Similarly, ransomware is a cyberspace attack unequivocally — an act that creates denial effects. Many inside the federal government consider ransomware attacks on U.S. critical infrastructure as a legitimate concern, responsibility, and focus of the DOD (though mostly as something that needs to be defended against, only), whereas if states, criminal groups or terrorist groups attacked U.S. private entities, these very leaders believe the Pentagon ought to disregard such attacks and refer them to DHS and the FBI as criminal activity.
Many policymakers have been prejudiced by the post-war appearance that warfare is something conducted over there. Since WWII, the U.S. has positioned forces to fight on other people’s territory — that was U.S. strategy, and a smart one. But most wars are fought on one’s own territory; civil wars are always fought on one’s territory and always involve the military. It is not strange or awkward in the least to use the U.S. military to defend Americans at home. Reluctance to do so is mere strategy myopia, most especially in the age of cyberspace where operations are conducted instantaneously, launched from one computer into U.S. territory, with little chance to interdict such operations in transit or in neutral or international space.
Viewing ransomware cyberspace attacks as not concerning to the U.S. military is fundamentally wrong and utterly prejudices attitudes, policy and strategy. The U.S. will never successfully address cyberspace attacks against the U.S. private sector if it considers it outside the Pentagon’s purview. Such passivity signals to adversaries that they can steal from or attack any U.S. target inside the country just as long as they do not attack American critical infrastructure or U.S. military forces. (And who decides what constitutes critical infrastructure?) Only certain critical infrastructure, the U.S. government is suggesting, will trigger a DOD response. Yet few — if any — American citizens probably think that the DOD has no role in protecting them from state or foreign criminal cyberspace attacks.

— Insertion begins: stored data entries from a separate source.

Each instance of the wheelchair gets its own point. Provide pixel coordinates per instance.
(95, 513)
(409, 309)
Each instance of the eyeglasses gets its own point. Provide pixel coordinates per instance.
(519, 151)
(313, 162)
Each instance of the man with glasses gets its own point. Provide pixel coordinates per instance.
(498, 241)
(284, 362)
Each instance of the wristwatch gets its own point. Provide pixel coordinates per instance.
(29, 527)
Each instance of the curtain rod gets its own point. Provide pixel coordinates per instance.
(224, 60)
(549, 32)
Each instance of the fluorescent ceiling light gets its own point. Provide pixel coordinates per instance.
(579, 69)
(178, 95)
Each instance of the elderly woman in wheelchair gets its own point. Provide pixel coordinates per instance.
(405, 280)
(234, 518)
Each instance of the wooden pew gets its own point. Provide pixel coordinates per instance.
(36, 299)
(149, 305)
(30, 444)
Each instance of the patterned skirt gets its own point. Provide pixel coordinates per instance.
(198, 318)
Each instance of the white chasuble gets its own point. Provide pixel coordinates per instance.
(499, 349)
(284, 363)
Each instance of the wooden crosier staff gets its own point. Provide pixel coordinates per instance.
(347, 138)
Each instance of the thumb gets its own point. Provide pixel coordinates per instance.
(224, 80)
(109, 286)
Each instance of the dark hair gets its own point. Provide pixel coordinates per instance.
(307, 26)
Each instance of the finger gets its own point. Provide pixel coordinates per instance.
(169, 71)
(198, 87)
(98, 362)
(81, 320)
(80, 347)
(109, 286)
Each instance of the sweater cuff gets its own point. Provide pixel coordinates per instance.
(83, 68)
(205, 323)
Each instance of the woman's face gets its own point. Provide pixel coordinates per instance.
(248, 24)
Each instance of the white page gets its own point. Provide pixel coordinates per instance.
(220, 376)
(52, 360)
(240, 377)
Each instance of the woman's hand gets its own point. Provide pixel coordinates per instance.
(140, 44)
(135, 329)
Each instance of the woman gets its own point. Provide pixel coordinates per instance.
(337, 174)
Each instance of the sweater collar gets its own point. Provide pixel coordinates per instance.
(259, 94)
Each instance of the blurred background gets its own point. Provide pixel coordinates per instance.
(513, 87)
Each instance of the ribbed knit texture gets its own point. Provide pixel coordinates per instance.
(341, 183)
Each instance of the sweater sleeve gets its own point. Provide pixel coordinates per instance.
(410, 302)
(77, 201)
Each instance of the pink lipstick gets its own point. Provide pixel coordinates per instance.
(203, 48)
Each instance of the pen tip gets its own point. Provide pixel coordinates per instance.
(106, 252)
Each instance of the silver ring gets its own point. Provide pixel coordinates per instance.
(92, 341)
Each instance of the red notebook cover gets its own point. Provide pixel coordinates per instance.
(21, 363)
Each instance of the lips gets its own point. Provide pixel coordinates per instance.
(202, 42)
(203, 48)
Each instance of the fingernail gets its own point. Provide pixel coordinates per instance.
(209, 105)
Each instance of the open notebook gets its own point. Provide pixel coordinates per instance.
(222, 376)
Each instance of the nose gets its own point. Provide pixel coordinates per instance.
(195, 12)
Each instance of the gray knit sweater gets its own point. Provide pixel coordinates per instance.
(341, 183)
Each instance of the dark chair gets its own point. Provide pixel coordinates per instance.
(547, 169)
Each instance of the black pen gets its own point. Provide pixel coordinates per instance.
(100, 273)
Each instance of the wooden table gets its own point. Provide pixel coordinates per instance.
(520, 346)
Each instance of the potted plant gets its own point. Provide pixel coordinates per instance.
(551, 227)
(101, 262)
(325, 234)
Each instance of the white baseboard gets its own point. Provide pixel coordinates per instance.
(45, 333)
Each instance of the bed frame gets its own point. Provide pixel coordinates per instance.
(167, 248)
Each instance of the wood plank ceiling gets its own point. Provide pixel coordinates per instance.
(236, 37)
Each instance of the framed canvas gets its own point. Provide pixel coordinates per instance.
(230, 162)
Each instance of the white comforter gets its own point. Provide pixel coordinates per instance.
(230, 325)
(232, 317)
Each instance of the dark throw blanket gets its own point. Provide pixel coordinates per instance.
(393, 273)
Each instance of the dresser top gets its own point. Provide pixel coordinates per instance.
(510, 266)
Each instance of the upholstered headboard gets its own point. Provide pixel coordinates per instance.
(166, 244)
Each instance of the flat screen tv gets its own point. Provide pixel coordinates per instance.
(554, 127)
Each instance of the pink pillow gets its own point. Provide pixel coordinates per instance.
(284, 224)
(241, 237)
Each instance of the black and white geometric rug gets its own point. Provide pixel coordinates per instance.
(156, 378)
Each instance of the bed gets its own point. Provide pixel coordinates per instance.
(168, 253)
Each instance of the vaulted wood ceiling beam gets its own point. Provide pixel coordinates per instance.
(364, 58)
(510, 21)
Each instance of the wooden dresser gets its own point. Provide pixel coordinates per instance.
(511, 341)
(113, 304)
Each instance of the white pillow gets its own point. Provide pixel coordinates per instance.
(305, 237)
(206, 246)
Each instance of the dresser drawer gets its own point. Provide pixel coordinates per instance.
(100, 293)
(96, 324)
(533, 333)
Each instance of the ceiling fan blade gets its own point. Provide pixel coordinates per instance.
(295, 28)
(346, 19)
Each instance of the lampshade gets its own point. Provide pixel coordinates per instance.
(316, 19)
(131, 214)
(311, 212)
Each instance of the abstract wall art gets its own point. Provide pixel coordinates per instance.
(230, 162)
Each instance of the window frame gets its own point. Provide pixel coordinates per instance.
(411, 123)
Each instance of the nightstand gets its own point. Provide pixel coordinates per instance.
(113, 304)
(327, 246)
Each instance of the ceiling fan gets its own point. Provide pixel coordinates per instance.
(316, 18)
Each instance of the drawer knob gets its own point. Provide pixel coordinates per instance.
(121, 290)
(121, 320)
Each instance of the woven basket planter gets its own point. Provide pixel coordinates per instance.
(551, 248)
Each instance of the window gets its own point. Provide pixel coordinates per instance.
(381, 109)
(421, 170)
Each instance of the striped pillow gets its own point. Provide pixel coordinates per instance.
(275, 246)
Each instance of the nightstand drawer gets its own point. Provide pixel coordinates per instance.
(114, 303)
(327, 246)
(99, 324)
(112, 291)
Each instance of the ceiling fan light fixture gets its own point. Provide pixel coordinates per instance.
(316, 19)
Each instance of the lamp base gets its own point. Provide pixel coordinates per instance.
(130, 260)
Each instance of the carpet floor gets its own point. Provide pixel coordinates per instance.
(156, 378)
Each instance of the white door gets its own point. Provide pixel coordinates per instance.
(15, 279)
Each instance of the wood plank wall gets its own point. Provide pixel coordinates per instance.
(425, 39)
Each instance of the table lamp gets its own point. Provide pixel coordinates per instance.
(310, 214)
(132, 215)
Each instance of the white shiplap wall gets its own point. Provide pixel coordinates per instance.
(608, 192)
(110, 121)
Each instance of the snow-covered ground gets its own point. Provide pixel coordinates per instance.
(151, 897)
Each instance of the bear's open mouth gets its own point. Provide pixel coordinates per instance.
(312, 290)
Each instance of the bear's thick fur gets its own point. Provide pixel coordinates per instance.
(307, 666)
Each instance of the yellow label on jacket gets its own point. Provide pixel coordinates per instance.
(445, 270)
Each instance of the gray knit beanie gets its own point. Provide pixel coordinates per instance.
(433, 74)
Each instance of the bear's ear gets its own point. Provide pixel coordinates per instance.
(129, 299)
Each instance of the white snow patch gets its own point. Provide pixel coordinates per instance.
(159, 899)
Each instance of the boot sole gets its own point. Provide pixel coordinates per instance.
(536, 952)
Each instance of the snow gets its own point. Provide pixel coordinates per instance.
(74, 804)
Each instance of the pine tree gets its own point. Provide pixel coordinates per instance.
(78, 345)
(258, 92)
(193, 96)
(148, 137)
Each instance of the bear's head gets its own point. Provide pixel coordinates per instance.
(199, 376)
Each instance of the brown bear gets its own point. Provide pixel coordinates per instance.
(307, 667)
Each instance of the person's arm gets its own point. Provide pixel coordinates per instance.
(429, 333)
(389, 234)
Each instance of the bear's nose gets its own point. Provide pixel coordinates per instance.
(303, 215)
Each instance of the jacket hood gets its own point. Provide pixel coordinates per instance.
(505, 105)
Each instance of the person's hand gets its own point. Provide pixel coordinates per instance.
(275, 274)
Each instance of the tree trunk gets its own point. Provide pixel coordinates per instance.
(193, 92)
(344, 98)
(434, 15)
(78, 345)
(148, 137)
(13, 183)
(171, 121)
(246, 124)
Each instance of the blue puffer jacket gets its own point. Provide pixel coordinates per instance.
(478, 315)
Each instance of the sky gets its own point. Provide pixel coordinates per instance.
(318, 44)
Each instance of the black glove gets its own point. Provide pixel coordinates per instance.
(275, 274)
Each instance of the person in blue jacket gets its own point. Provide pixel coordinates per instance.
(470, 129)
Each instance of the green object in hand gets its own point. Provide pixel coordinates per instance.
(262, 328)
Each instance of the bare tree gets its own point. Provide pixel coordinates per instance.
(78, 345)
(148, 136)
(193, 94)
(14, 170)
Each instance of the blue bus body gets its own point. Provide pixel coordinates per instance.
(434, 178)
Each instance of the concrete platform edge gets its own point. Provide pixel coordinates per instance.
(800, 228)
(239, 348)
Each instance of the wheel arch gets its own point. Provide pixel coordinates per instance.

The FBI and DHS are involved only in cyberspace defense, mitigation of damage and criminal justice issues. They don’t do retaliation, preemption or deterrence. They have no role in shaping or defending international norms (beyond indictments), such as the widely accepted and well-established norms governing sovereignty, intellectual property theft and armed attack.
These intellectual blunders hurt U.S. cyberspace policy and hamstrung DOD shaping efforts in the early days of the cyberspace domain. Defending against and deterring the now daily violations of U.S. sovereignty, loss of intellectual property and adversary preparation of the environment (the emplacement of adversary cyberspace capabilities inside U.S. civilian infrastructure) requires a straightforward admission of what is happening and how similar — not different — cyberspace is to the other domains.
James Van de Velde, Ph.D., is a professor at the National Defense University, Dwight D. Eisenhower School for National Security and Resource Strategy, associate professor at the National Intelligence University and adjunct faculty at the School of Advanced International Studies, Johns Hopkins University. The views expressed in this article are those of the author and do not reflect the official policy or position of the National Defense University, the Department of Defense or the U.S. government.